Entre técnicas de escrita, narrativa ou audiovisual, há uma fórmula “não conte, mostre”. Em vários momentos da tradução me ocorreu que o projeto de Rankine em Cidadã é mostrar. Como é para uma pessoa negra quando uma amiga de repente usa uma injúria racista como “brincadeira”, quando intelectuais brancos presumem que é apenas responsabilidade dos negros se manifestarem contra a violência policial, como é ser recebida aos berros por uma terapeuta incapaz de imaginar que a mulher negra diante dela é uma cliente. No entanto, Rankine faz isso com descrições sucintas, destacando acontecimentos e diálogos.

Um dos aspectos mais interessantes de Cidadã é como ela usa ambiguidades de forma proposital, fazendo alusão aos vários questionamentos que uma pessoa negra recebe ao mencionar um episódio racista. “Você tem certeza?” “Não é coisa da sua cabeça?” A repetição dessas perguntas ao longo da vida faz com que a narradora duvide de suas percepções, de sua memória. A imprecisão e a possibilidade de vários significados evocam uma sensação de instabilidade em relação aos próprios sentidos. Eu ouvi o que ele disse? Posso confiar nas palavras? Outro ponto interessante é como a escritora aborda o acúmulo — de experiências, violências, lutos e relatos — que provoca dores de cabeça, tensão, enjoos, cansaço e se reflete em repetições e intertextualidade. As referências a fragmentos num ensaio, uma frase de prosa que ressurge num poema, essa continuidade em momentos e registros diferentes também é típica da vida negra numa sociedade racista; mudam os lugares, os momentos, mas as microagressões acontecem quando menos se espera.

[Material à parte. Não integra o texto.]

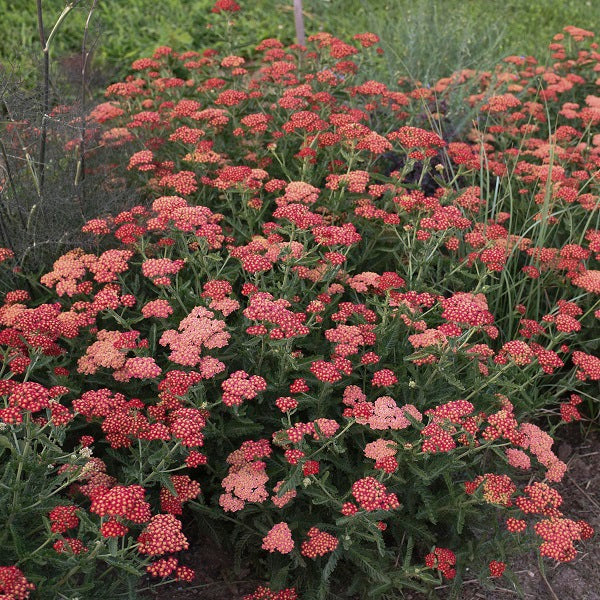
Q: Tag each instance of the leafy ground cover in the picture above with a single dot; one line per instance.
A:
(427, 40)
(336, 333)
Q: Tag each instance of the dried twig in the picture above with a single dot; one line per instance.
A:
(299, 19)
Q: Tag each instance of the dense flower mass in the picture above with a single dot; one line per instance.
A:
(325, 337)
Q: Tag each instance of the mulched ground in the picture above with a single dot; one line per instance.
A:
(579, 580)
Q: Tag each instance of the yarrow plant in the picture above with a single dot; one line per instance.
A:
(335, 364)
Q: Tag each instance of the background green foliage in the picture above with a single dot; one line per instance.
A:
(426, 40)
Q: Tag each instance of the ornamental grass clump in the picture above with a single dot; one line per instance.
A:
(337, 373)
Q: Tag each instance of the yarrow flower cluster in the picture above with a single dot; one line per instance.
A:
(314, 312)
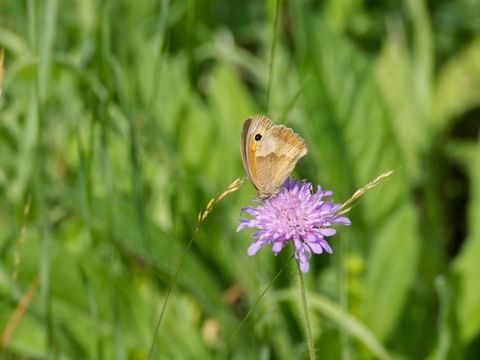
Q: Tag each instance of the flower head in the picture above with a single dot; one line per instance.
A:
(295, 213)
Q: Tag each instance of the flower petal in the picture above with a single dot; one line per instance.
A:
(327, 231)
(326, 246)
(277, 246)
(254, 247)
(316, 247)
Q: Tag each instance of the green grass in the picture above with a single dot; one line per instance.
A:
(121, 120)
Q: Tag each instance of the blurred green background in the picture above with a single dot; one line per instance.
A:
(119, 120)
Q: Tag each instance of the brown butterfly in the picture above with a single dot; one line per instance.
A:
(269, 153)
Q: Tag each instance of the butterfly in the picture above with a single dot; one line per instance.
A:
(269, 153)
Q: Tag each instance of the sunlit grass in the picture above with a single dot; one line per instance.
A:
(120, 120)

Um dos desafios da tradução é trazer para o leitor brasileiro um pouco de contexto sobre acontecimentos como a morte de Rodney King, que provocou uma série de protestos em Los Angeles, ou o assassinato de Trayvon Martin, que despertou várias reações, entre elas a fundação do movimento Black Lives Matter em 2013. Uma particularidade da edição brasileira foi a atualização de um poema, uma ladainha em memória de pessoas negras assassinadas pela polícia, incluindo Breonna Taylor e George Floyd. Se fosse um processo de transcriação, nossa versão incluiria nomes como Maria Eduarda, Marcos Vinicius Silva, Ágatha Félix, João Pedro Mattos, Emily Victoria e Rebeca Beatriz Rodrigues dos Santos junto dos versos: “porque homens brancos não conseguem/ policiar sua imaginação/ pessoas negras estão morrendo.”

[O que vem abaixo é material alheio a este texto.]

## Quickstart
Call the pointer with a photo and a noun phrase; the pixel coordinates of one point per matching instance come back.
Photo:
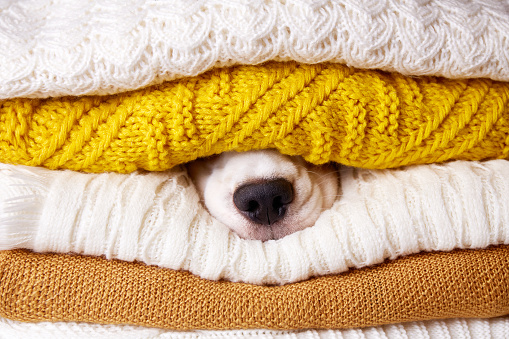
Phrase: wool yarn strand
(325, 112)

Nos últimos anos, me perguntam mais de uma vez se é emocionalmente desgastante traduzir textos que analisem a desumanização de corpos negros, teorias sobre machismo, racismo, branquitude e seus impactos nas vidas de mulheres negras. É desafiador, mas o mais difícil é a atualidade destes textos, o quanto a realidade ainda os torna tão necessários. O fato de ainda não se tornaram apenas o registro de um passado que não desejamos repetir.